Recorded music has gone from being a technological breakthrough, to being a novelty and a fad, to being an art form and a form of big business, to being sown into the very fabric of contemporary life.  We know there was long stretches of time when recorded music didn't exist, but I doubt very much we know what it felt like to live without it. 

Really, that is what music is about for us, the feels. If you subscribe to the idea that Palto's Republic is really an examination of the ordering of the human soul more than it is a treatise on good government (which has always made a good deal of sense to me), the strictures Socrates makes on music are pretty sensible. When Socrates says the state should regulate the modes of music because if they change the entire structure of society, including the laws, will change with them, we can think of that as the reason of a person making sure they are not carried away by the music. Think of how we depict teenage rebellion so often as having a musical dimension. The adoption of a new style or mode of music signals the adolescents rejection of the old norms and the end of the old order. In such a reading Socrates understands the power of it all, he is simply counseling us to be smart about it. 
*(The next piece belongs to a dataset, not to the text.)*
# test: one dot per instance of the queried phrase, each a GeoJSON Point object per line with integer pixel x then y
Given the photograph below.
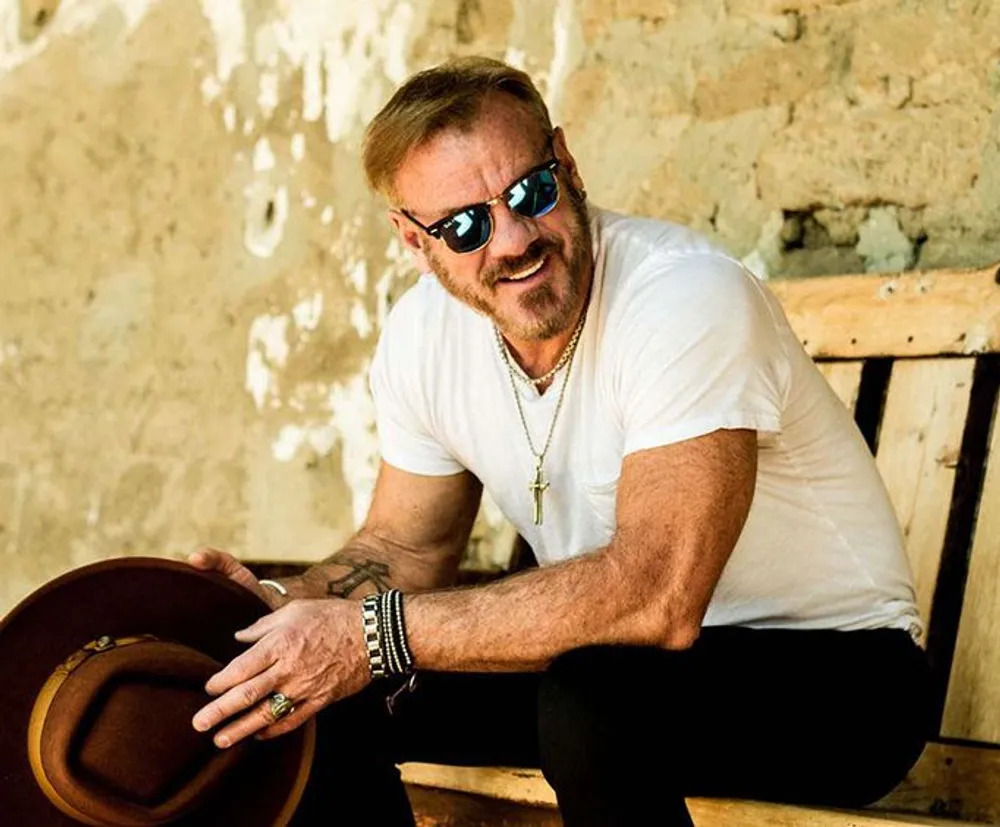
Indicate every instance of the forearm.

Are we? Probably not according to the terms laid out by Socrates and Plato. Plenty of us "get lost" in music. We turn to it when we need solace; we use it to set the mood, whether we are looking to boogie or looking to get laid; it becomes a companion to help us fill up an empty apartment; we think about it, we read about it, we collect it. Allan Bloom may have infamously complained that modern music was little more than "[a] prepackaged masturbational fantasy," but those who live with it know it is a lot more all-encompassing than that, and not in the Dionysian orgiastic manner Bloom was fond of envisioning. Music affects us and we knowingly let it, for good and ill. 

Of course, when Plato wrote about music he meant "music and poetry," as the separation we instinctively place between music and poetry didn't exist. However, of greater impact is the difference between music as the ancient world knew it and recorded music as we know it. Art has always had the potential to have political or socio-economic implications, but the world of recorded music raises those potentialities to undreamt of heights. Yet, it isn't simply the scale of mass industrial production that gives recorded music its extra power, it is also its continuity. Recorded music can have mass appeal, it can have niche appeal, and what is mass marketed today might be niche indeed in 30 years' time. And that niche musical genre just a few people loved forty years ago may be the next big thing to generation yet unborn. It endures in a way even printed music notation cannot as it is without question authentic. Is a piece Bach wrote for harpsichord authentic after it has been transcribed for a modern piano? It is a question people can argue about, but there is no question when you play Louis Armstrong's "Mahogany Hall Stomp" that you have the real deal. 

It is this continuity that allows recorded music to transcend generations in a way music simply hadn't been able to in the past. We often do tend to remain firmly within our generational bubble.  It is comfortable and can touch on our nostalgia and pathos for the people and places that make up our personal history. But we also can become time travelers, if we want to, or world travelers if we want to. It is so ordinary we don't even recognize it as a boon of civilization, but that is exactly what it is. There may be those who claim to long for the simplicity of life in the 1600's, but not me.  I want to crank some Matthew Sweet already.